Söz gelimi kuantum fiziğinin atomaltı parçacıklar sistemini anlatırken verilen teknik bilgileri, her şeyden önce uzmanlık isteyen karmaşık bilimsel konular olması beklenirken, ilgi duyan ama uzmanı olmayan insanların da anlamakta zorlanmayacağı bir dil ve sadelikte özetleyebilmek ancak konuya vukufiyetle gerçekleşebilir.
Ayrıca din, felsefe, fizik, siyasal bilimlerin yanı sıra diğer düşünce sistemleriyle olan etkileşime de yer vermesi kitabın önemli bir ayrıcalığı.

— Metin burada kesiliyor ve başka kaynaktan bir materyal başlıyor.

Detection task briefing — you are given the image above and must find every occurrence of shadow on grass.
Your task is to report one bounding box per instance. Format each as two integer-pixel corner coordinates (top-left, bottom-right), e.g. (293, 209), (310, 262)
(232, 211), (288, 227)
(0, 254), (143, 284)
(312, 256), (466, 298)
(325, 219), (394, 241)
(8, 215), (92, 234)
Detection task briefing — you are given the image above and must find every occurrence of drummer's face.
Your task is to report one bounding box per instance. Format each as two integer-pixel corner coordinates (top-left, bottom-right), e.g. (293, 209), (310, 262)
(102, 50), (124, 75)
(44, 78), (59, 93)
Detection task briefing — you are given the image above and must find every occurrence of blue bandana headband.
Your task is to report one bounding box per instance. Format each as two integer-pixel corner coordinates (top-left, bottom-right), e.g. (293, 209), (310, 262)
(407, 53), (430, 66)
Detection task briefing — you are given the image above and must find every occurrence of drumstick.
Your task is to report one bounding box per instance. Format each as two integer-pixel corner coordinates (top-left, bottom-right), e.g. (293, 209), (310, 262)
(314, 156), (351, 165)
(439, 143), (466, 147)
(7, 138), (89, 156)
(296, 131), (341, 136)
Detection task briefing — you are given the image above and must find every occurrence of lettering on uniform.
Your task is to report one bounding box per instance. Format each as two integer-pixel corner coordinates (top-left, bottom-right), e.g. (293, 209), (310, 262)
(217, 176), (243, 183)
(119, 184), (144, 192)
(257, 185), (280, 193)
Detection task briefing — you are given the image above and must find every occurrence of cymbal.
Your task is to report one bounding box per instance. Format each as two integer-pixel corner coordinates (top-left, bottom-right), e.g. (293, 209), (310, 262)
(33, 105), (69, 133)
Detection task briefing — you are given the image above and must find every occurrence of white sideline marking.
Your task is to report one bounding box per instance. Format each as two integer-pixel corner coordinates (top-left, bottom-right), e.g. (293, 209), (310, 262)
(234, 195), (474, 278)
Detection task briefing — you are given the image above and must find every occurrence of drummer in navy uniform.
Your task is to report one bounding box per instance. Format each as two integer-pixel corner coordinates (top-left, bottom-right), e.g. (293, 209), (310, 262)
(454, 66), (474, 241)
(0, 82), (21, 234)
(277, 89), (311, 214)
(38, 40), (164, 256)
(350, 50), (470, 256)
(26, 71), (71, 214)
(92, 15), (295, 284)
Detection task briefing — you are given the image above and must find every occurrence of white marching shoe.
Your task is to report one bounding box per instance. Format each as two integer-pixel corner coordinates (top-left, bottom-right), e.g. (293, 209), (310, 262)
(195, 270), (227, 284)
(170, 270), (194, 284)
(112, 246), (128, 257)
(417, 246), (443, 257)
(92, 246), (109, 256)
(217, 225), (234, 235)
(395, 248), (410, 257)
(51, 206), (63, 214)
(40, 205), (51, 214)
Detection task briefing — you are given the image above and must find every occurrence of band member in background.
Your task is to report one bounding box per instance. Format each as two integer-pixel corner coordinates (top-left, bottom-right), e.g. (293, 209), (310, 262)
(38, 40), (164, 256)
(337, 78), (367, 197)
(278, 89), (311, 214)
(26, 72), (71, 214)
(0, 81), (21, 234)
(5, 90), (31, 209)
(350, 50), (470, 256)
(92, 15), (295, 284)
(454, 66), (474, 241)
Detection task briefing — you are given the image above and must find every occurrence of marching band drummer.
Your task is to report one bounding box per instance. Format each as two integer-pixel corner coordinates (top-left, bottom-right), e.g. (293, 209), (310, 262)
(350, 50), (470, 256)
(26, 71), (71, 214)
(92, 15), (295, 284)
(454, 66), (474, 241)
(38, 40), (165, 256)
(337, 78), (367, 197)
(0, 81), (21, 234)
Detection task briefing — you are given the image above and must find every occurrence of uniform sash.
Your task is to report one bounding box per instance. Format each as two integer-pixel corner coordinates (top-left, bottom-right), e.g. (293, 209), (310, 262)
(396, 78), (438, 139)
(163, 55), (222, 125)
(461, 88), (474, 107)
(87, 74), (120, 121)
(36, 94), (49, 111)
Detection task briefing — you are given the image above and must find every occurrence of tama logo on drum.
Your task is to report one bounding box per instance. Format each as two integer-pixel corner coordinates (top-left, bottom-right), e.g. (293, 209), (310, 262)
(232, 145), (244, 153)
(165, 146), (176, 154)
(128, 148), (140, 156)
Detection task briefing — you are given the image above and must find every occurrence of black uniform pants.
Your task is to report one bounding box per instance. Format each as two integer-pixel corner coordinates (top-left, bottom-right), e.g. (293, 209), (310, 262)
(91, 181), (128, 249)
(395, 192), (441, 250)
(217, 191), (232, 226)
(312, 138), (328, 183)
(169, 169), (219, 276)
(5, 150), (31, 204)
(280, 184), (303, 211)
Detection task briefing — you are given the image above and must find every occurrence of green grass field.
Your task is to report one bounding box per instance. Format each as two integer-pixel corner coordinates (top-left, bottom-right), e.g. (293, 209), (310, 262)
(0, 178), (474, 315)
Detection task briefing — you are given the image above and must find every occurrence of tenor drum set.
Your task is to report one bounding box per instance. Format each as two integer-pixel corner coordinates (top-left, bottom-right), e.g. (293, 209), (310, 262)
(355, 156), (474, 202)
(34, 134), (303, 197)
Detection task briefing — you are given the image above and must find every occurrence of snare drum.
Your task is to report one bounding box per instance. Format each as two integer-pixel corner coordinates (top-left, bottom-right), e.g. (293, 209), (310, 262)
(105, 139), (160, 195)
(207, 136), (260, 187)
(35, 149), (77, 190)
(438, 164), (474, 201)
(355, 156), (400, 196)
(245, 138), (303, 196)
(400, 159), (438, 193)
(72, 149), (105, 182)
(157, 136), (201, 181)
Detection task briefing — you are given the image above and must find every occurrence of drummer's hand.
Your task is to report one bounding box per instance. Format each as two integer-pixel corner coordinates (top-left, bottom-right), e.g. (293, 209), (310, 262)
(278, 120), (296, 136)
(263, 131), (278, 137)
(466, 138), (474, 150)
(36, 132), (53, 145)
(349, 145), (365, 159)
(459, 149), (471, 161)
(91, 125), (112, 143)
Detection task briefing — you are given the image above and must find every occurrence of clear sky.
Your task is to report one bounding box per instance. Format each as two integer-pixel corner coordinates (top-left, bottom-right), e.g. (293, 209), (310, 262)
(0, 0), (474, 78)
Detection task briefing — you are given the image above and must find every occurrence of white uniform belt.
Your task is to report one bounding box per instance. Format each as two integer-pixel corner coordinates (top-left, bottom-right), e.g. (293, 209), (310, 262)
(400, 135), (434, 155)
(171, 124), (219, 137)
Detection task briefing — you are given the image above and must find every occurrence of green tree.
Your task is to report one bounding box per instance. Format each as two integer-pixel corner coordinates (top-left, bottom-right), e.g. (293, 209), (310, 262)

Okula başladığımız andan itibaren gerçeklikle kurduğumuz ilişkiyi şekillendiren pozitivist aklın aslında ne kadar ideolojik bir dayatmadan ibaret olduğunu, mutlak ve evrensel doğrular olarak dayatılan insanoğlunun kimi çabalarının aslında insanlık tarihinde çok kısa sürelerde yanlışlanabilen “doğrulardan” ibaret kaldığını ibretle görüyoruz. Türkiye''de polemikten uzak, disiplinin hakkını vererek ama dogmatizmden arınmış bilimsel çalışmaların da yapılabildiğinin en başarılı örneği sayılabilir.